English Toffee With Roasted Almonds

I will not take credit for this one.  I only changed this recipe the tiniest bit, so really there is no true originality to it.  But, it is amazing toffee and I love anything toffee or caramel like.

English Toffee Mise En Place

This is a picture of me getting my mise en place together.  As you can see, I have my computer on and the recipe out.  The English Toffee from The Little Red House was my inspiration.  And they know how to take beautiful pictures over there.  I should take lessons from them.  I did add some pink Himalayan salt and the William Sonoma ground Tahitian vanilla bean that I am obsessed with.  I did this for a couple of reasons…I had them on hand and I wanted to put a small mark of my own on this recipe.  These are completely optional ingredients, so don’t feel like you have to use them although I suggest you do because this toffee was amazeballs!

Melting Sugar and Butter for Toffee

I am not going to beat around the bush, this isn’t hard to make, but it can be very stressful.  You literally have to continuously stir and I mean continuously.  You have to do this while keeping constant tabs on the temperature and adding water 1 tbsp at a time when the starts to look like it’s drying up.  Honestly, I just added the water every couple of minutes or so while I was stiring the mixture.  When you add the water, it will boil up and splatter like crazy for a few seconds…Stir, stir, stir and it will calm down.

English Toffee with Roasted Almonds

  • 1 cup Salted Butter
  • 1 cup Granulated White Sugar
  • 1/2 tsp Salt (or pink Himalayan salt)
  • 1/2 tsp Ground Vanilla Bean (optional)
  • 1 tsp Pure Vanilla Extract
  • 1 cup Semi-Sweet Chocolate Chips (use the best that you can afford)
  • 3/4 cup Roasted Salted Almonds, chopped
  • 3 tbsp of water
  1. Measure all the ingredients and have them in place and ready for use, including the medium saucepan and also the candy thermometer.  Put a sheet pan lined with parchment paper near the stove.
  2. Chop up the roasted, salted almonds and set aside next to the chocolate chips.
  3. Melt on medium-low heat the butter, sugar, salt, ground vanilla bean and vanilla extract.

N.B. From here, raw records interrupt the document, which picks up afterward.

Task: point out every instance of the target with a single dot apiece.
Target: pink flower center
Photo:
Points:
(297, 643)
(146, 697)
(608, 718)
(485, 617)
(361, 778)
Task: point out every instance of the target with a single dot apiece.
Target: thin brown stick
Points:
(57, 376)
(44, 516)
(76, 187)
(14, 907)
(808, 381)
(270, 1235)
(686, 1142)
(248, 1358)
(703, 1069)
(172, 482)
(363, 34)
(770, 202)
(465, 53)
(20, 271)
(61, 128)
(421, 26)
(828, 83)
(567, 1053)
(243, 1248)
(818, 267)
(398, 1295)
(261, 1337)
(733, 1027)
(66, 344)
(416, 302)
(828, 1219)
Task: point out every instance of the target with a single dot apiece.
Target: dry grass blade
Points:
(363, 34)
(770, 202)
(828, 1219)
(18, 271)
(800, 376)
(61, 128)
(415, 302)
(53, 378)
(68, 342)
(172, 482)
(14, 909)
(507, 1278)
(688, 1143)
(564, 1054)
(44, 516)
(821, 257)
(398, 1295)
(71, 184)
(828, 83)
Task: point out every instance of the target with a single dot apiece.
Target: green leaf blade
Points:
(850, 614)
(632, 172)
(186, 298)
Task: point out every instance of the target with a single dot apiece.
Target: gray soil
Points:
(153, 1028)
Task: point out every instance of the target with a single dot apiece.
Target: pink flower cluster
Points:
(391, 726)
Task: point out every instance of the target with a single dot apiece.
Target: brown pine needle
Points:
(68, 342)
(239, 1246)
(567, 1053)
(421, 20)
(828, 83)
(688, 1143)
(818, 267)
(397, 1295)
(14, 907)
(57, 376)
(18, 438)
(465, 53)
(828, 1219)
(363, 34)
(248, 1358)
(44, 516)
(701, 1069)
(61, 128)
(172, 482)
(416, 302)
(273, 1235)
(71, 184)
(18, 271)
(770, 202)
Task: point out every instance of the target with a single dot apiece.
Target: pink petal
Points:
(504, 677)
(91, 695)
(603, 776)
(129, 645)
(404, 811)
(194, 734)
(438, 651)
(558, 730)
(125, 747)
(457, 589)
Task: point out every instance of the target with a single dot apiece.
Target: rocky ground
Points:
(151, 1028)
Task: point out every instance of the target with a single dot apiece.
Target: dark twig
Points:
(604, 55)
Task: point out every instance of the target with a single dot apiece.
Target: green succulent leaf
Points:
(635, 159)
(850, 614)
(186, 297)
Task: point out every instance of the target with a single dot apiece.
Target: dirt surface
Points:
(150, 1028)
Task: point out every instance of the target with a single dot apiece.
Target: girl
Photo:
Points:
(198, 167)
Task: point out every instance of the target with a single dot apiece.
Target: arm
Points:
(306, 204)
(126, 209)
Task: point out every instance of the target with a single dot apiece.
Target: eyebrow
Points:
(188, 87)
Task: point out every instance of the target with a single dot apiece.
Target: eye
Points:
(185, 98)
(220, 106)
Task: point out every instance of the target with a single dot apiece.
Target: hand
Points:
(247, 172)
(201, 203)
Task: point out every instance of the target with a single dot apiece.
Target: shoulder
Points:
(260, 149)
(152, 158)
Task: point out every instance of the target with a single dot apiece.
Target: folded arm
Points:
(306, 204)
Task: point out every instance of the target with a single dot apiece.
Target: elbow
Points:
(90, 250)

Stir constantly during this process.
  4. Soon, the mixture will start to boil.  Put your candy thermometer in the mixture and stir, stir, stir.  The mixture will start to tighten, add 1 tbsp of water. Stir, stir, stir.  Add another tbsp of water.  Stir and add final tbsp of water. Stir.  Don’t stop stiring until the candy thermometer reached 300-310 degrees.
  5. Immediately take the candy off the heat and pour onto the parchment paper and spread it out with a rubber spatula.
  6. Pour chocolate chips on top and let them melt for about three minutes before you spread it out.
  7. Spread the chocolate chips and make smooth, then add the chopped almonds.
  8. Let the toffee cool for about an hour before you break it up.  If the toffee and chocolate needs a little help to harden, put in the freezer for five minutes.
  9. Break it up and put it on a pretty platter and wait for the “this is delicious” comments!

Chocolate Chips Melting on Toffee

Here are the chocolate chips waiting to get spread out.

Salted Almond Toffee

Here is the toffee with the almonds cooling off and ready to get broken up into chunks.  Hello beautiful!

Salted Toffee with Roasted Almonds

Pretty toffee waiting for my friends and family to be eaten later after dinner.

Salted English Toffee with Roasted Almonds

Now go and make a family dessert of your own…Clink!